# Anyone have any tips on a good digital photography magazine ?



## Stumped (Feb 25, 2021)

So awhile back I picked up a magazine called Digital Photography and liked it.  I prefer a paper mag compared to iPad, electronic version etc., but decided to bite the bullet and try their digital subscription thinking I would be able to download the mag or read on their website.  Ive never had a digital subscription so I was mucho disappointed to find that the only way to get the digital subscription was through their app (after paying - they didn't share that bit before ponying up).  I hate apps!  Soooo, does anyone have a favorite photography magazine they like that focuses on best practices and modes to use and practice with for digital 35mm ?  Attached is the guide I picked up but the reg issue seemed good too.  But I cant find it anymore in the US.  I think its UK based.


----------



## mcasan (Feb 26, 2021)

Go to Zino magazines and you can subscribe to many digital photo mags.   Digital magazine subscriptions. Over 6,000 publications.


----------



## Stumped (Feb 26, 2021)

mcasan said:


> Go to Zino magazines and you can subscribe to many digital photo mags.   Digital magazine subscriptions. Over 6,000 publications.


What’s you favorite?


----------



## Paul_DS256 (Feb 26, 2021)

You will likely need to check out many on-line. There are some that are specialized e,g, Outdoor Photography.

Also check out your library (if it's open). They will likely have some you can skim through.

My library provides access to tje on-line subscription service PressReader  for magazines and papers which also include photography magazines.  I know you prefer paper but with on-line, you have access to more than one paper subscription. With my library, they are all free!

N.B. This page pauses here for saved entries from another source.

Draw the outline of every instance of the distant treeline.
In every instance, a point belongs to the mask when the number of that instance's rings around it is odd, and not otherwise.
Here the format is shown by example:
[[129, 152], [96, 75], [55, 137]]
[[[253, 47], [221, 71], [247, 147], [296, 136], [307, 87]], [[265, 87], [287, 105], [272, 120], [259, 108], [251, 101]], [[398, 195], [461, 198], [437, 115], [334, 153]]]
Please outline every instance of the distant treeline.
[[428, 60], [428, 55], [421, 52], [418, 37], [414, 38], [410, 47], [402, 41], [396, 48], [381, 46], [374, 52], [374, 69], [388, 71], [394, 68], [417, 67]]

There are also blogs. I daily check out PetaPixel and Fstoppers.


----------



## PhilBurton (Feb 26, 2021)

Also try the website www.dpreview.com

Phil


----------



## mcasan (Mar 2, 2021)

Stumped said:


> What’s you favorite?


Digital Photographer, Outdoor Photographer


----------



## mcasan (Mar 8, 2021)

If into nature/wildlife photography:    WildPlanet Photo Mag.     Wild Planet Photo Magazine 
 Landscape Photo Mag.  Landscape Photography Magazine 

You can download the PDFs.


----------



## mcasan (Mar 12, 2021)

BTW, Zinio seems to be running a special of 2 years for the price of 1.    Also photo mags were on sale.


----------



## Billip (Mar 28, 2021)

If you're mostly a Canon user I would suggest EOS magazine. It's quarterly on subscription, and is specific to, but independent of, Canon.


----------



## Stumped (Jun 10, 2021)

Thanks all....  For some reason I missed these last couple of replies I think....  So last Dec my son gave a sub to Outdoor Photography for Christmas.  A paper sub.  BUT - I never got it and they didn't reply to his requests - only refunded his money.  He tried again, but through the magazine and not Amazon and I was suppose to start receiving it in April. So far, nothing!

Now ive resorted to just using the Libby app and reading on the iPad different mags digitally - but I still prefer paper....

The Digital Photography pic I posted above was, I think, a special periodical issue - not a regular magazine issue.


----------